Le Témoin
Tant qu’ils demeurent dans leur cage,
Vous pouvez admirer leur chant
Inoffensif et innocent
Dont ils sont la parfaite image
Les enfants sages
- « Il a
replongé dans le coma, dit Domfront. »
Voilà qui ne
souffrait aucune réplique. Rossignol devait renoncer après avoir espéré
beaucoup de ce côté-là.

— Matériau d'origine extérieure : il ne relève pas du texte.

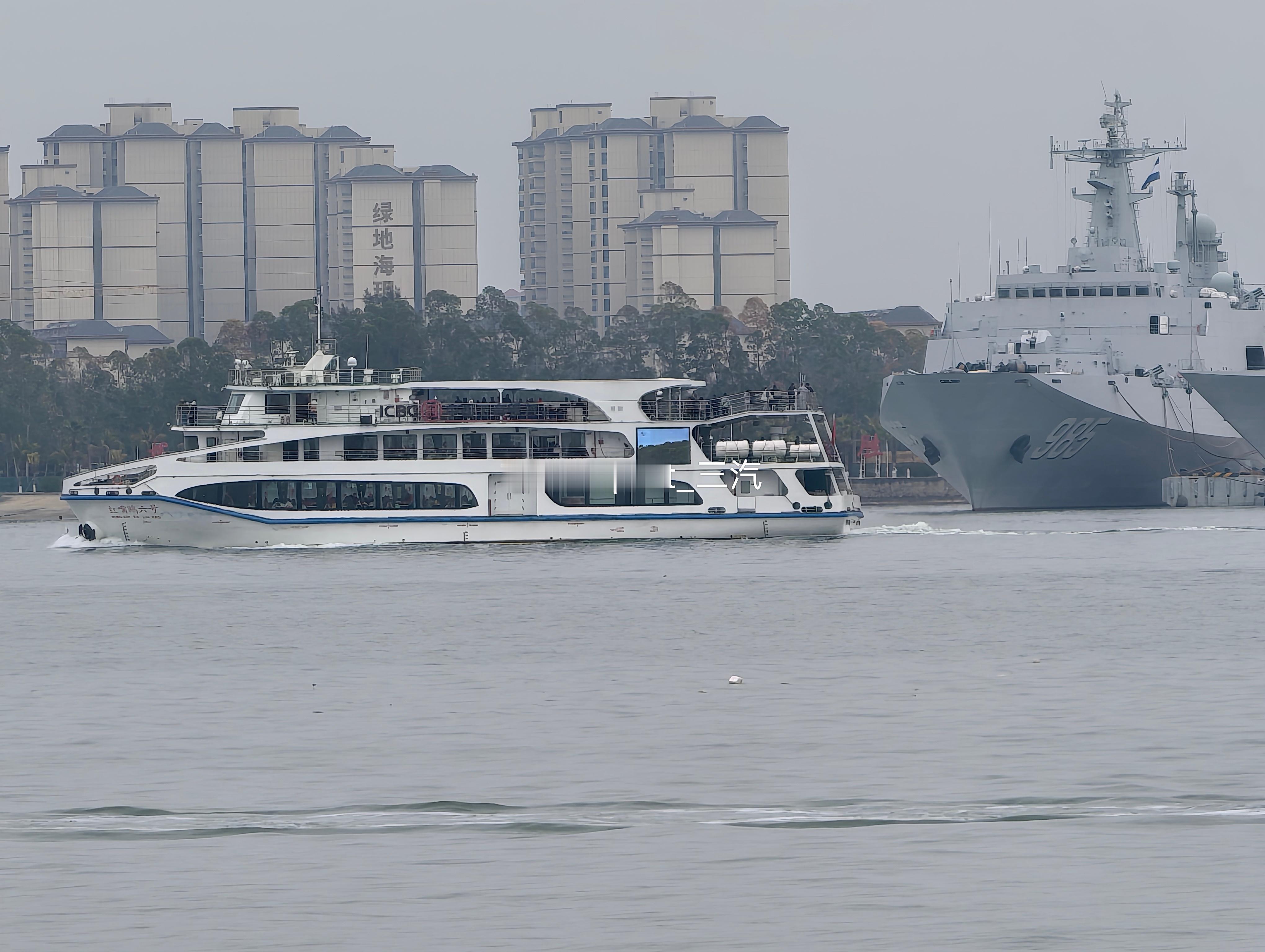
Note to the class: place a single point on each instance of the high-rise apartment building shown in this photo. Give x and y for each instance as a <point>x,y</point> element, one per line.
<point>241,220</point>
<point>609,208</point>
<point>80,256</point>
<point>403,232</point>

Le témoin clé était dans les choux durablement, si tout
du moins il s’en sortait. Et s’il s’en sort, est-ce qu’il sera en état de se
souvenir et se souvenir de quoi ?
De
l’agression, peut-être pas… mais ce n’était pas le plus important. Il y avait
le reste. Le temps que Jacques Lorraine avait passé à espionner les taggers.

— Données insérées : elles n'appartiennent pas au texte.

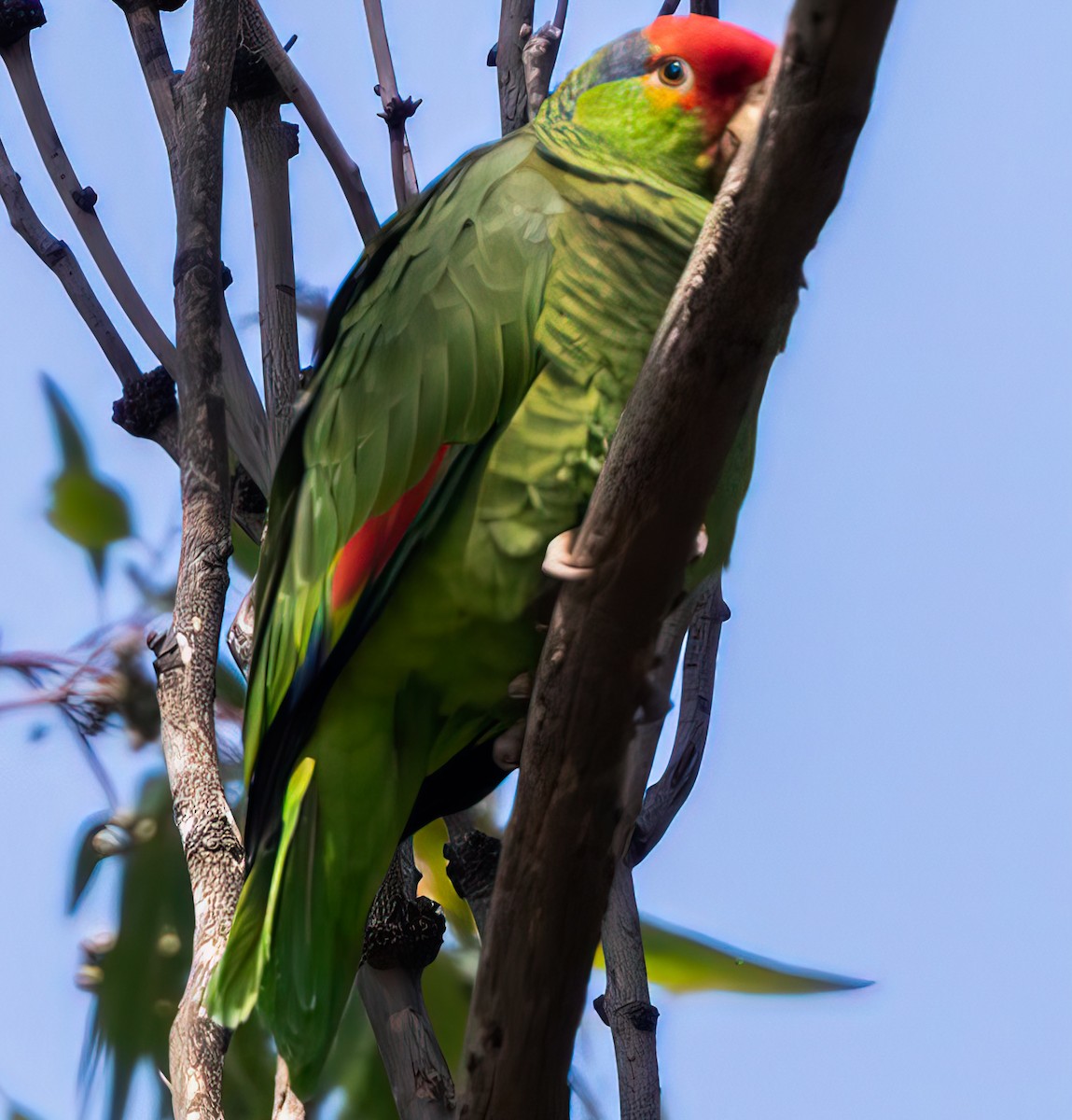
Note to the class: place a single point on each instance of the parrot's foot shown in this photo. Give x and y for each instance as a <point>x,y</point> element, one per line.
<point>559,559</point>
<point>507,748</point>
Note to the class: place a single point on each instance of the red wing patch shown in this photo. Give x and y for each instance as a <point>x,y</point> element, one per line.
<point>367,552</point>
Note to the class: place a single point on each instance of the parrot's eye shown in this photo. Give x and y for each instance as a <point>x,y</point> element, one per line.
<point>675,73</point>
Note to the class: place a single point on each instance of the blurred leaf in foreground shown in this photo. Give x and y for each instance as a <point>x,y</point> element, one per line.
<point>683,961</point>
<point>84,508</point>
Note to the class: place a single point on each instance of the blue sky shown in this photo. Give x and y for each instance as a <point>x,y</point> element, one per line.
<point>887,788</point>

Quelques minutes ? Une heure ? Ou cela relevait-il d’un jeu de
cache-cache en cours depuis plusieurs jours ? Combien de taggers,
étaient-ils juste deux ou procédaient-ils par groupe ? Lorraine les
connaissait-il ? Et depuis combien de temps ?
Rossignol se
demandait pourquoi on lui en avait voulu à lui et à ce point. « Jamais vu
une telle violence » répétait William Hervet, le policier municipal appelé
à la rescousse. Vraiment ? C’était de la rage ou un meurtre
prémédité ? Qui avait voulu piéger l’autre ?
Autant de
question qu’il aurait été plus simple de poser directement. Au moins, la
situation avait-elle l’avantage de faire baisser la pression. Dans son coma,
Jacques Lorraine se faisait oublier et de la presse nationale, et, par voie de
conséquence, de la pression politique même si les demandes se poursuivaient sur
l’avancement de l’enquête mais on n’en était plus au même point. En ce qui
concerne la presse locale et la petite fouille-merde, on en était à présent sur
la multiplication des tags en ville qui certes était un mystère, mais qui ne
relevait pas du crime et même pas du délit. On était dans la contravention et
c’était à la police municipale de s’en charger.
- « Vous
pensez qu’il n’y a pas de rapport ?
- Je ne pense
rien du tout. Je dis que je laisse la municipale se charger de la répression
des contraventions. Ils doivent être au moins capables de faire ça, non ?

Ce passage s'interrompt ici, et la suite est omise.